Divergences#
normix provides two information divergences between distributions as first-class, closed-form operations: the squared Hellinger distance and the Kullback–Leibler divergence. For exponential families both reduce to evaluations of the log-partition \(\psi\), so they are exact and differentiable — no Monte Carlo.
Distribution-level API#
from normix import squared_hellinger, kl_divergence
squared_hellinger(p, q) # symmetric distance in [0, 1]
kl_divergence(p, q) # asymmetric divergence in [0, ∞)
Both take two distributions of the same family (two Gammas, two
NormalInverseGaussians, …). \(H^2\) is a bounded, symmetric, metric-like
quantity — prefer it when you want a comparison; KL is the asymmetric
information divergence used in likelihood theory.
Warning
These compare members of the same family. A Hellinger distance between, say, a Variance Gamma and an NIG is not meaningful — their log-partitions differ. To compare different families on data, use out-of-sample log-likelihood instead (see A heavy-tailed index series).

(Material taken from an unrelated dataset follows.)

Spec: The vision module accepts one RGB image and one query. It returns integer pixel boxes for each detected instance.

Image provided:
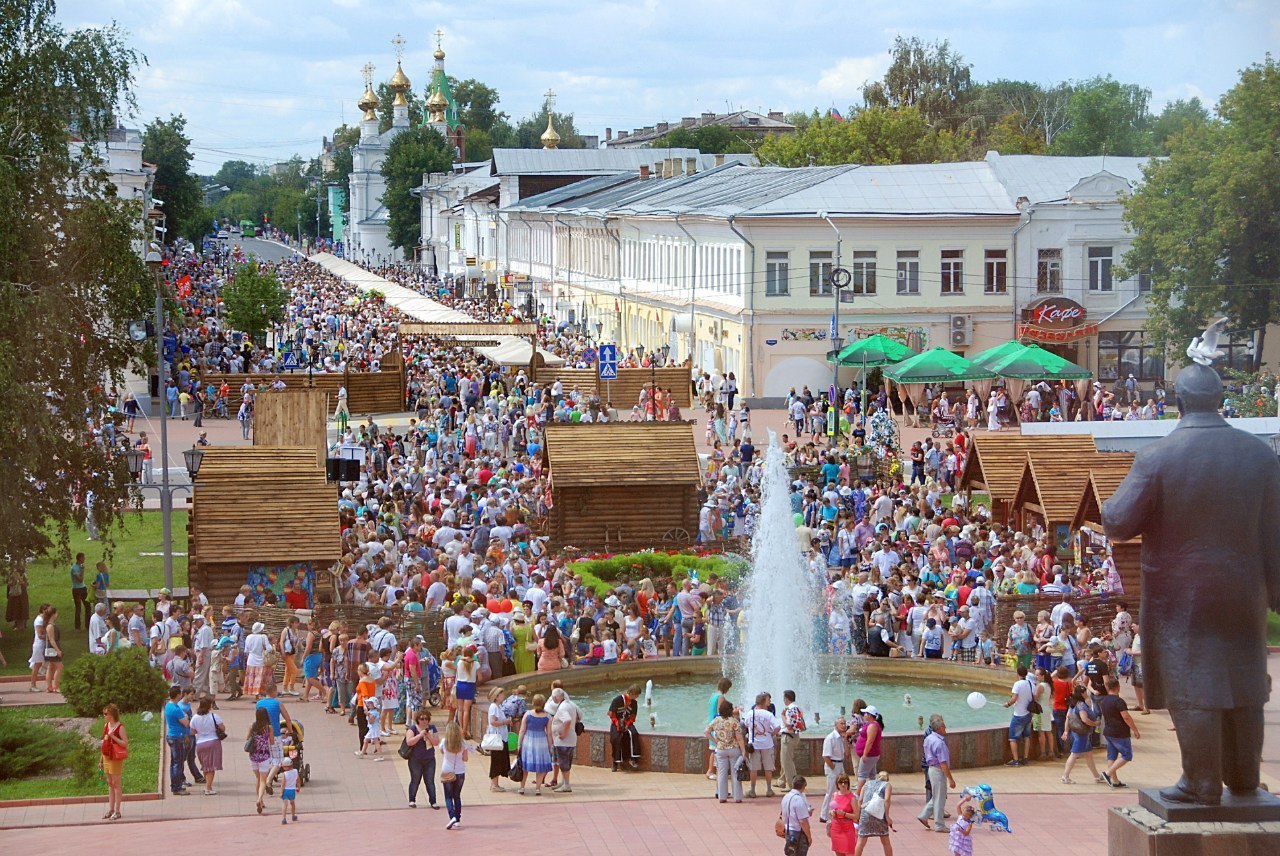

The functional *_from_psi core#
The distribution-level functions are a thin layer over a functional core that operates directly on the log-partition and natural-parameter vectors. This is what the optimization and EM code calls internally, and it is fully differentiable:
from normix import squared_hellinger_from_psi, kl_divergence_from_psi
squared_hellinger_from_psi(psi, theta_p, theta_q)
kl_divergence_from_psi(psi, grad_psi, theta_p, theta_q)
Here psi is a callable \(\theta \mapsto \psi(\theta)\) (for instance
Gamma._log_partition_from_theta), grad_psi is \(\nabla\psi\), and theta_p,
theta_q are natural-parameter vectors. Feeding a distribution’s own \(\psi\)
reproduces the convenience result exactly.
Typical uses#
Estimation error. \(H^2(\text{true}, \hat p_n)\) measures how far a fitted model is from a reference; it shrinks at the parametric \(1/n\) rate as the sample grows.
Stability. \(H^2\) between a model fit on two periods (e.g. train vs test) quantifies distributional drift.
Gradients of distance. Because the core takes a plain callable, you can
jax.gradthrough \(H^2\) with respect to natural parameters — useful for moment-projection and model-distillation tasks.
Worked examples are in Divergences between models, and per-sample goodness-of-fit diagnostics (QQ plots, CDF overlays, KS tests) are in Goodness of fit.